Nearly 70% of adults in Utah support school vouchers.
Gov. Spencer Cox said he won’t support the proposed HB 331 until the state’s teachers get higher pay. The Daily Caller reported the National Education Association contributed $75,000 to Cox’s 2020 gubernatorial campaign.
The “Hope Scholarship” bill, which would provide means-tested vouchers for private schooling and even homeschooling, narrowly passed a Utah House committee Tuesday 6-5. But national school choice advocate Corey A. DeAngelis tells The Lion he believes a governor’s veto could easily be overridden by the state legislature.
“The legislature shouldn’t have any problem at all if everyone with an ‘R’ next to their name is actually a Republican,” says DeAngelis, director of research at the American Federation for Children. “Over three-quarters of both the Utah House and the Senate identify as Republicans, which is well over the two-thirds needed to override a veto.”

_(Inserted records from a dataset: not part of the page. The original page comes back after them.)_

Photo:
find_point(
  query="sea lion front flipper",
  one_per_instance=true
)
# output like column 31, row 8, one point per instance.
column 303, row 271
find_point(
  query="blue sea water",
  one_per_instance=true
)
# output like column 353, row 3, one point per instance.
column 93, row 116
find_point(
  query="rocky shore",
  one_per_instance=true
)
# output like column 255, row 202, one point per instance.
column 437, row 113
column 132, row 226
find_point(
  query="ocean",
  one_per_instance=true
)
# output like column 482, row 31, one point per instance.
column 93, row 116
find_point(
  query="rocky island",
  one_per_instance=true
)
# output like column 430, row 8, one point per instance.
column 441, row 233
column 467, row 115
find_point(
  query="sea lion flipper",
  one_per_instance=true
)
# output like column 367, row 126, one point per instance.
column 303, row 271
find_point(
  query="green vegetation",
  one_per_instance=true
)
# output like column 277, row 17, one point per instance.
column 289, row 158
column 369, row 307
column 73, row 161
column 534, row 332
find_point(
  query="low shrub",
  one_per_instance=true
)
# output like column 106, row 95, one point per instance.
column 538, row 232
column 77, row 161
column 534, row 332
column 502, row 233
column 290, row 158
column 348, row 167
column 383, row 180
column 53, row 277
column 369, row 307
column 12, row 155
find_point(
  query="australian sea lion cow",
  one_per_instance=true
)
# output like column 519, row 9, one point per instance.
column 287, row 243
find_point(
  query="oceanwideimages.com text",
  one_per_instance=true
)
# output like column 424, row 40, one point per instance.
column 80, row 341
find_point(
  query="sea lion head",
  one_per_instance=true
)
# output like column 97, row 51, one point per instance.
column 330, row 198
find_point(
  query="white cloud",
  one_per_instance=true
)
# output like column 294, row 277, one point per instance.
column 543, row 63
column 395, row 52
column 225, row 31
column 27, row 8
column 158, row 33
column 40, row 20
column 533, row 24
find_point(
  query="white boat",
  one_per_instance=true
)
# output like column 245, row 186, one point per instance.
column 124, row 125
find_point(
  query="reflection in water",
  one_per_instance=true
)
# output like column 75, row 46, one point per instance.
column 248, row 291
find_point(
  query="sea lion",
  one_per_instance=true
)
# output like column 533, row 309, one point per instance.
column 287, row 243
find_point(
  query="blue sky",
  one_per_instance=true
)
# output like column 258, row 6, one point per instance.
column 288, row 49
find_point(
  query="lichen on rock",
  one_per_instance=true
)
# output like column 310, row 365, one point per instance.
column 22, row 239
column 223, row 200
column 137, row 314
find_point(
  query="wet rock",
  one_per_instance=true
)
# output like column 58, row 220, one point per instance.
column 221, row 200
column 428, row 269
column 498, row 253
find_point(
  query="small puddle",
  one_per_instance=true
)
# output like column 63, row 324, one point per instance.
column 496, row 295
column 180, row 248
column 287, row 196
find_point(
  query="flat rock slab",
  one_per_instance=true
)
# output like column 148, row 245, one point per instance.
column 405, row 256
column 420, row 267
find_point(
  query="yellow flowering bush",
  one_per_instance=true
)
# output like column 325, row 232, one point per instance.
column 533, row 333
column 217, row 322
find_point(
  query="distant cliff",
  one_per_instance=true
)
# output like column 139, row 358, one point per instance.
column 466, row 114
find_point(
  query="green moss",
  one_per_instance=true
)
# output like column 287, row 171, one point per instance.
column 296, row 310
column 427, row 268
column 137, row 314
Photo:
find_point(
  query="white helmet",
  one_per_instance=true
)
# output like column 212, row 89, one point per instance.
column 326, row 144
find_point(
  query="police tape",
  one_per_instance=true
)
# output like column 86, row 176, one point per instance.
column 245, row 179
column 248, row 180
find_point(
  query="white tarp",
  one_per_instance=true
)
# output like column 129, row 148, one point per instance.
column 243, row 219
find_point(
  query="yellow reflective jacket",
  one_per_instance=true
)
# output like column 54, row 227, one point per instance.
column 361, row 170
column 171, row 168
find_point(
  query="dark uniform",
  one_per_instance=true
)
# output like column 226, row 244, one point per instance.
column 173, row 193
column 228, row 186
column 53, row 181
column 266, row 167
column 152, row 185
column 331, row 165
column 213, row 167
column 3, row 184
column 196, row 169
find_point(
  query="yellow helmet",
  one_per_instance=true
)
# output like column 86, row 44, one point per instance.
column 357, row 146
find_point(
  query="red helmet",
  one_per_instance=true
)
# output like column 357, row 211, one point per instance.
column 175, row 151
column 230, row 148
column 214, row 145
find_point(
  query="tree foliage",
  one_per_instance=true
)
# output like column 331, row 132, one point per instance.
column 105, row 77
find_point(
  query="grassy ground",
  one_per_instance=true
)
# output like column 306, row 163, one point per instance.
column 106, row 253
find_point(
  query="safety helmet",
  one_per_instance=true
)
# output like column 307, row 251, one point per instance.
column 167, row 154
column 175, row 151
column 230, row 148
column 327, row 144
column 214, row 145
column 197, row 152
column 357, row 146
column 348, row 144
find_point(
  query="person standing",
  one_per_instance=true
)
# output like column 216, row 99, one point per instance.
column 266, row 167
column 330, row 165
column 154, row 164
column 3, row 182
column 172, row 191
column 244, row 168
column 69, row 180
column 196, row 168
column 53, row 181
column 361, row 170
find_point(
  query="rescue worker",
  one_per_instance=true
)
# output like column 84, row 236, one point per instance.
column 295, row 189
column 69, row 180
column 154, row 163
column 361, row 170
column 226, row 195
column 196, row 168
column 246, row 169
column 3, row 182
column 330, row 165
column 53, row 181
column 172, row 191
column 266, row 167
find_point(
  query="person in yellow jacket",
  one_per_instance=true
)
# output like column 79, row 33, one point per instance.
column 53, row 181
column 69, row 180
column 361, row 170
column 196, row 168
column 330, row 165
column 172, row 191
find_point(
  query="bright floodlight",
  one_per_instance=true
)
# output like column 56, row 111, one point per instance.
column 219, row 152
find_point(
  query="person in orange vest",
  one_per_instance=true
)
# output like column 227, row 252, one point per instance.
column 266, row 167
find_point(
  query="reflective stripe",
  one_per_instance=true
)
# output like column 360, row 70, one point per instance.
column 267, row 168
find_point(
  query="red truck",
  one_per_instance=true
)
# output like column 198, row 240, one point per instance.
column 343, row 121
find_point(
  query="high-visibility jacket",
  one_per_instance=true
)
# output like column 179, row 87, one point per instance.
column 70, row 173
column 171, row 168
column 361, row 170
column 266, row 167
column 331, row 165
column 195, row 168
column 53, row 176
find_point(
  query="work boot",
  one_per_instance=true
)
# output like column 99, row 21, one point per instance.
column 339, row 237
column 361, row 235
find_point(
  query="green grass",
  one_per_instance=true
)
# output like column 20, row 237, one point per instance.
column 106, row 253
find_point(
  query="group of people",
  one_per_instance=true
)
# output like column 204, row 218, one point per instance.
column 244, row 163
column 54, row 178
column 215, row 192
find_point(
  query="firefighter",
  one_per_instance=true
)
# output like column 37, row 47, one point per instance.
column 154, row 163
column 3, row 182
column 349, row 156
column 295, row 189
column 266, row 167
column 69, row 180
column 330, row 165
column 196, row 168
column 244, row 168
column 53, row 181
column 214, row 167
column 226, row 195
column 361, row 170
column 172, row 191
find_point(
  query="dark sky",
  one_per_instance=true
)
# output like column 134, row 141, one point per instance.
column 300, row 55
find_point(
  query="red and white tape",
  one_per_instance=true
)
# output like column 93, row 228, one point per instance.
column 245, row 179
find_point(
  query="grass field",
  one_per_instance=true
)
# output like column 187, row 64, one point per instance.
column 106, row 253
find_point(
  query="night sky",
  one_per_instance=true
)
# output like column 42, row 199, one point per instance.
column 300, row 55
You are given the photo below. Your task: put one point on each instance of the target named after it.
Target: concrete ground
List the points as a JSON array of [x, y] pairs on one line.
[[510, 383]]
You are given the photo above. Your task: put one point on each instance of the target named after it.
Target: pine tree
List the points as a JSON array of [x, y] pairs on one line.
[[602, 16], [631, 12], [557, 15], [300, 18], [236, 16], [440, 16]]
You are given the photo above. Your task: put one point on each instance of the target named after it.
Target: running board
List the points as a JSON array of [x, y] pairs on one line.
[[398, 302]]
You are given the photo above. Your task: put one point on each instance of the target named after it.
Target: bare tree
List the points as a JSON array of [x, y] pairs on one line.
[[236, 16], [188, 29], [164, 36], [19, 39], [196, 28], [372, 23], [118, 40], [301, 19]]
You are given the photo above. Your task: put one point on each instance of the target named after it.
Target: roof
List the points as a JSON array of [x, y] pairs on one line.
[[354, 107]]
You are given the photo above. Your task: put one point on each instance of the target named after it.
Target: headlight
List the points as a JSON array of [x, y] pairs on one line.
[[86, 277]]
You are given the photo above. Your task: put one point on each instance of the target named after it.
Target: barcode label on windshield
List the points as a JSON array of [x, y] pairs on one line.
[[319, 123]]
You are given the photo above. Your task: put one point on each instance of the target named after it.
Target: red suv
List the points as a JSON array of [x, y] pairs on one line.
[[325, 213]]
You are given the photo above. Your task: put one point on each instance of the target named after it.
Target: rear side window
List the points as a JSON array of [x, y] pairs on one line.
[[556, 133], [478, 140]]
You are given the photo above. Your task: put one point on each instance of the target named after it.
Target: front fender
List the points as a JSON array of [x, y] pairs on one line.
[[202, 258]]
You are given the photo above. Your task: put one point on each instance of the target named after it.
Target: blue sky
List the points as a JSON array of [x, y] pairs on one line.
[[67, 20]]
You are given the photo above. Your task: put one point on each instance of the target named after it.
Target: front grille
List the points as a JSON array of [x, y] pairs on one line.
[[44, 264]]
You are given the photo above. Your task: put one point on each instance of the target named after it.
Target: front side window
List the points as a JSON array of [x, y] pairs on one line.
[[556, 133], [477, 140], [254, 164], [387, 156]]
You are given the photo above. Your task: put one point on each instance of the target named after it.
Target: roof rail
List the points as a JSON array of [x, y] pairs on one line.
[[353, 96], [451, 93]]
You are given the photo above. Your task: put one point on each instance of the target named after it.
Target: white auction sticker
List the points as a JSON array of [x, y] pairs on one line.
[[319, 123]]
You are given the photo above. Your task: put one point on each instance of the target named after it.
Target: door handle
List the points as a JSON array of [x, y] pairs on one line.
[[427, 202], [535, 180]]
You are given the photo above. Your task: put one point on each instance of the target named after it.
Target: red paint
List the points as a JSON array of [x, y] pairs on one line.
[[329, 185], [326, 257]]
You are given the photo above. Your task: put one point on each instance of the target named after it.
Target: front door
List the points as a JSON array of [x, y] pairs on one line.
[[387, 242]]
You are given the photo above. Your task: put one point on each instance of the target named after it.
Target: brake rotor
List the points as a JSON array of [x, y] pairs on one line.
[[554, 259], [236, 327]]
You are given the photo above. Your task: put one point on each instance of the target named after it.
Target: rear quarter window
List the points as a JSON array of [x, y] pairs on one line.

Bill sponsor Rep. Candice Pierucci told the Deseret News that the governor’s remarks “do not change the legislative process or change my commitment to fine tuning this policy and finding better ways to empower parents and better meet the education needs of Utah’s students. I hope he will keep an open mind in reviewing the final policy proposal in this bill.”
The bill’s Senate sponsor, Majority Assistant Whip Kirk Cullimore, told the Deseret News, “Education begins in the home. And we see the most success with students in any education setting, public or otherwise, where there is support at home. So the point of this bill is saying, ‘We’ve had to recognize that over the past two years, let’s shift our focus to their parents and let them make the call for what’s best for their child.’”
Meanwhile, school choice proposals were spreading like a western fire this past week. The Arizona Senate approved an expansion of that state’s school voucher program, and Idaho lawmakers weighed in with a bill of their own Friday creating new education savings accounts to cover private school tuition and fees.